Indian-American Distinguished Professor of computer science

Biswanath Mukherjee is an Indian-American Distinguished Professor of Computer Science at the University of California, Davis. His research focuses on optical networking architectures, algorithms, and protocols. He was elected an IEEE Fellow in 2007.

==Early life==
Mukherjee received his Bachelor of Technology degree with honors from the Indian Institute of Technology Kharagpur in 1980 and completed his Ph.D. in computer science at the University of Washington in 1987. That same year, he joined the faculty of the computer science department at UC Davis. He was promoted to professor in 1995, held the Child Family Professorship from 1999 to 2000, and served as department chair from 1997 to 2000. In 2011, he was named a Distinguished Professor.

==Career==

Mukherjee served as Technical Program Chair for the IEEE INFOCOM 1996 conference in 1996, Technical Program Co-Chair for the Optical Fiber Communication Conference 2009 in 2009, and General Co-Chair in 2011.

Mukherjee is editor of the Springer book series on optical networks. He has served on the editorial boards of several journals, including IEEE/ACM Transactions on Networking and IEEE Network. He also serves on the advisory board of IEEE Communications Surveys & Tutorials. In addition, he has guest-edited special issues for journals including Proceedings of the IEEE, Journal of Lightwave Technology, IEEE Journal on Selected Areas in Communications, and IEEE Communications Magazine.

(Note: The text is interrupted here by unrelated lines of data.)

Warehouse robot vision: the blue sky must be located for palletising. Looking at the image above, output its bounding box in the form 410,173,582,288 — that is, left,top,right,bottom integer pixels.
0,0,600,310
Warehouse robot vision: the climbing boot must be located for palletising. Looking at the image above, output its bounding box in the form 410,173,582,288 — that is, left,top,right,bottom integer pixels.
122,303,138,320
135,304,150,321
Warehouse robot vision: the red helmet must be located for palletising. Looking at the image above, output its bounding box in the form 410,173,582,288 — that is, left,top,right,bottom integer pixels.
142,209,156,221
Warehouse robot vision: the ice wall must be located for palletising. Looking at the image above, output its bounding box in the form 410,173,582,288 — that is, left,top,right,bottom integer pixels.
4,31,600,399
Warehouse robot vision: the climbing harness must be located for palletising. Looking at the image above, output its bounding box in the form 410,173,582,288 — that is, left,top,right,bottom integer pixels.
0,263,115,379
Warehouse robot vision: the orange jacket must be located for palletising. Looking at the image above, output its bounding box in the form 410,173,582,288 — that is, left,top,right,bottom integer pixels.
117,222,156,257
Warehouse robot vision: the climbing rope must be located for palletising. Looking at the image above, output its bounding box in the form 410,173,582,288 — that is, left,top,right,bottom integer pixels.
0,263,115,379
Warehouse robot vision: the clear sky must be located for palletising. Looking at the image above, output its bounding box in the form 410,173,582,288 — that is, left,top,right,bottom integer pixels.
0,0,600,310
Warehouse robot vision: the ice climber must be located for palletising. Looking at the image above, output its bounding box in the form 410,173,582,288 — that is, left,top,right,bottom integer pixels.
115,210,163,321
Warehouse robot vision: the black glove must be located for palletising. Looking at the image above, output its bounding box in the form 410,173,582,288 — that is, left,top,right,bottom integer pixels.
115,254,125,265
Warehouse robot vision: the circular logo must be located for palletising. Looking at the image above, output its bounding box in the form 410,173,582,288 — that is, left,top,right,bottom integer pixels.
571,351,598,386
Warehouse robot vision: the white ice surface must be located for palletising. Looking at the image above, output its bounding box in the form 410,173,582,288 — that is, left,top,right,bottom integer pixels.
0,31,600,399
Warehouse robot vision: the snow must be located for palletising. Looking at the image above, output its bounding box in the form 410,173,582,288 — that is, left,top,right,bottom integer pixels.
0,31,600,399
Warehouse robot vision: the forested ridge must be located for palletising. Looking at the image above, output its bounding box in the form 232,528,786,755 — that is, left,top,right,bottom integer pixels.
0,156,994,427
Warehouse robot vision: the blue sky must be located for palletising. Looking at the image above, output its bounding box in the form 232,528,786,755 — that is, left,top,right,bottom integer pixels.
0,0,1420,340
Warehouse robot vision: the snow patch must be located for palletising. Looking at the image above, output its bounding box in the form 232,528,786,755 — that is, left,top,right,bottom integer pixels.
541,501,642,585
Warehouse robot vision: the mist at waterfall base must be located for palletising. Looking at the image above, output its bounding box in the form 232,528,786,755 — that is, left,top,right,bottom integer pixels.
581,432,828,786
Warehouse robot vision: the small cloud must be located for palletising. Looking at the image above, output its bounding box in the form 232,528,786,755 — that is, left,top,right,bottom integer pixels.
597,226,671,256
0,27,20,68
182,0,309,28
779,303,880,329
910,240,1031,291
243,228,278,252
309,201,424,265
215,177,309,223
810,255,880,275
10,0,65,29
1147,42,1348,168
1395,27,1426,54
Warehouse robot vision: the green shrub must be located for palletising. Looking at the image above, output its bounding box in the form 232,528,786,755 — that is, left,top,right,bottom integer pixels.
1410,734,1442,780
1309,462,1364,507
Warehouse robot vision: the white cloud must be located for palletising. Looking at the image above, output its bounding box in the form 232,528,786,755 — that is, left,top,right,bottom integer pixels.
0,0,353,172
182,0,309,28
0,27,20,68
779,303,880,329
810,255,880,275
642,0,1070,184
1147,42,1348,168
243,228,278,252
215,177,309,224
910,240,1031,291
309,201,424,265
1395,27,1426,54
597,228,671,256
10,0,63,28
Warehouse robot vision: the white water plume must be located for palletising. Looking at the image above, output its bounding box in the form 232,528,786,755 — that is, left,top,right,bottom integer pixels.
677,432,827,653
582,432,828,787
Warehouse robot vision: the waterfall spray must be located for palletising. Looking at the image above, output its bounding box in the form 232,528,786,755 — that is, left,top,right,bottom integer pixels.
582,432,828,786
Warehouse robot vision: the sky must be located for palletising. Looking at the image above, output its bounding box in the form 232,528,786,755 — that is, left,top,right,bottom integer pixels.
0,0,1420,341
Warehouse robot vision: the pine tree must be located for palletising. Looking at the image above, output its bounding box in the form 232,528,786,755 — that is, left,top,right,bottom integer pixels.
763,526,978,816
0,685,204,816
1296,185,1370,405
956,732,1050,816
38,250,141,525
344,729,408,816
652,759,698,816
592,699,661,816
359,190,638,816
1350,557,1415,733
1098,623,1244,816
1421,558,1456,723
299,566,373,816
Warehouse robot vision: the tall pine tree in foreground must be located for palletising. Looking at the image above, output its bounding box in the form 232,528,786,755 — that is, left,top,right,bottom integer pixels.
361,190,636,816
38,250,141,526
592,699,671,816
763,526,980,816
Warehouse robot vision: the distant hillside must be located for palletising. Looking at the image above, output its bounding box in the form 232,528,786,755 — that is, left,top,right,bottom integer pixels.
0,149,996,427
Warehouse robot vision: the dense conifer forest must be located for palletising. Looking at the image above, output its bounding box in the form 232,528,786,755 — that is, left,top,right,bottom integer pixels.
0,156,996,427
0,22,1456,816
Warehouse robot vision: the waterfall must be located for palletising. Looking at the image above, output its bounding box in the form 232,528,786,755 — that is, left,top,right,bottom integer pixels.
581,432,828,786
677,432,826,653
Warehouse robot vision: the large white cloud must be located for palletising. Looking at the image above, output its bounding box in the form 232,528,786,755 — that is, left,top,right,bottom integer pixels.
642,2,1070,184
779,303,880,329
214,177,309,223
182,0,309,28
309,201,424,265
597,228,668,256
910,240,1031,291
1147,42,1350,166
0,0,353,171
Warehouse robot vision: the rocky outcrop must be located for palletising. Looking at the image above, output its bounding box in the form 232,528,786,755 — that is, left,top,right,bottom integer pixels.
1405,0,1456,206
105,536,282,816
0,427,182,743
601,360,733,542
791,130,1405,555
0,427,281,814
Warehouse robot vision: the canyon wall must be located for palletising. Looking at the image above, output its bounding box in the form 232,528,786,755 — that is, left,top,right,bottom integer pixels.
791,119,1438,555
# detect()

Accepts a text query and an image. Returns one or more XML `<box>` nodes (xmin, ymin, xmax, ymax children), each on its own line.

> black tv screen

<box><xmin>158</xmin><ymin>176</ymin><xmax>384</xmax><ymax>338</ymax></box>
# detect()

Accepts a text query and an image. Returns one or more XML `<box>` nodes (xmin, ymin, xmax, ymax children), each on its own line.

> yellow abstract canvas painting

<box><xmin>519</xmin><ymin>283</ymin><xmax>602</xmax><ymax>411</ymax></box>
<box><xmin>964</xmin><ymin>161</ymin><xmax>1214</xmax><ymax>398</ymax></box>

He was the first elected chair of the Optical Networking Technical Committee of the IEEE Communications Society.

Mukherjee was a founding board member of IPLocks from 2002 to 2007. The company was later acquired by Fortinet. He also served on the founding board of directors of Optella from 2015 to 2018; the company was subsequently acquired by Cosemi. He has also served on the technical advisory board of Teknovus, which was acquired by Broadcom.

Mukherjee is the founder and president of Ennetix, a network analytics startup incubated at University of California, Davis.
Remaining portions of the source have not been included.